Why use the library? — Relationships
Libraries Build Relationships
People are connecting at their libraries, whether it’s with media, technology or one another.
Libraries are fertile grounds for learning and relationship building. Everyone from tots and teens to seniors and volunteers can use their local library as a springboard for enriching relationships. At the center of this continuing process are librarians, who help transfer a wealth of services and reference experience to their communities. Additionally, local library readings, career-building workshops and senior-oriented programs further strengthen the relationships between users and staff.
Despite the onslaught of technology and its advancements, people are seeking resources available at their local libraries more so than ever before.
In what ways are libraries forging valuable relationships with their communities?
Local library programs, such as Toddler Time and Preschool Story Time, expose even the youngest audiences to benefits of group learning. Children have the chance to build relationships with librarians and other kids during special events like Bedtime Story Time, where they sing songs, make crafts and have milk and cookies—all while wearing their jammies!
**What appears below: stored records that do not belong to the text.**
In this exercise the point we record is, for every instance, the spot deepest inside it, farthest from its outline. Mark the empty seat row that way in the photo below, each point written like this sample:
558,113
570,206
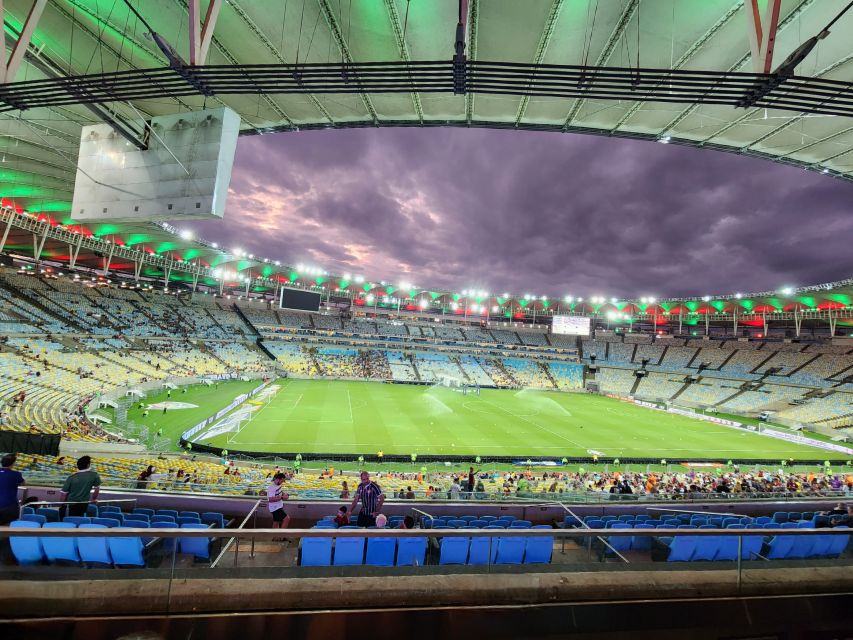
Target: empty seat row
380,552
500,550
129,551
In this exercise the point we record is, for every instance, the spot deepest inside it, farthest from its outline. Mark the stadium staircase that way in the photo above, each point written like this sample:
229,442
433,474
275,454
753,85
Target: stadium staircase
412,361
635,386
547,371
33,300
250,325
683,388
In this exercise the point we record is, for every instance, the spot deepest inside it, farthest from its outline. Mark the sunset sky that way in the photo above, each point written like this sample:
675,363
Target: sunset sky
537,213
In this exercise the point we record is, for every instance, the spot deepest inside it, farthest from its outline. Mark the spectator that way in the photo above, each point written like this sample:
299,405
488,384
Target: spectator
371,497
275,501
342,519
78,487
145,477
10,480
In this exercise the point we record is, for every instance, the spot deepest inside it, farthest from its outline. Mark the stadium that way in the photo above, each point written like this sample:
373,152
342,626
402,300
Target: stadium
546,461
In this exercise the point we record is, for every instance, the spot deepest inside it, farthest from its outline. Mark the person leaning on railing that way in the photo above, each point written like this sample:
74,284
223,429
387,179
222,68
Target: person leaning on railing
10,480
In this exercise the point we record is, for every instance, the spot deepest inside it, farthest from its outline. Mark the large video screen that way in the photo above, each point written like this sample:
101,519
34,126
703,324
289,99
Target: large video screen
570,325
300,299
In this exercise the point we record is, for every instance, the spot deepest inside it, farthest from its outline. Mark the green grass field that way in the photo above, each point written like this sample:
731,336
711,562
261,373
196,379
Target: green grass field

One of the most successful relationship-building programs is Teen Tech Week, an annual event held each March that promotes and showcases technology available to teens. More than 1,500 libraries across the country took part in ALA’s most recent program, where several relationship-building seminars centered around students, librarians and cross-generational users were presented. As information technology professionals, librarians provide guidance for the program, empowering teens to make informed decisions about their Internet usage.
Some local library branches have created relationships within their facilities by launching Tech Buddies programs. The program matches teens with seniors who would like to become better versed in technology and also teaches Internet safety and privacy skills. In focusing on the more entertaining aspects of technology—including podcasts, short videos and video games—teens and seniors gather for Wii games and snacks for a 10-week period, building a cross-generational bond under the guidance of their local library.
Now more than ever, libraries have become a major resource for the unemployed, who can take advantage of the technology services available at libraries and obtain assistance filing for unemployment.
Libraries also offer courses and workshops to engage their communities in discussions, such as book clubs, cultural programs and events to celebrate special moments in history. These are just a few ways libraries work to foster relationship with their communities.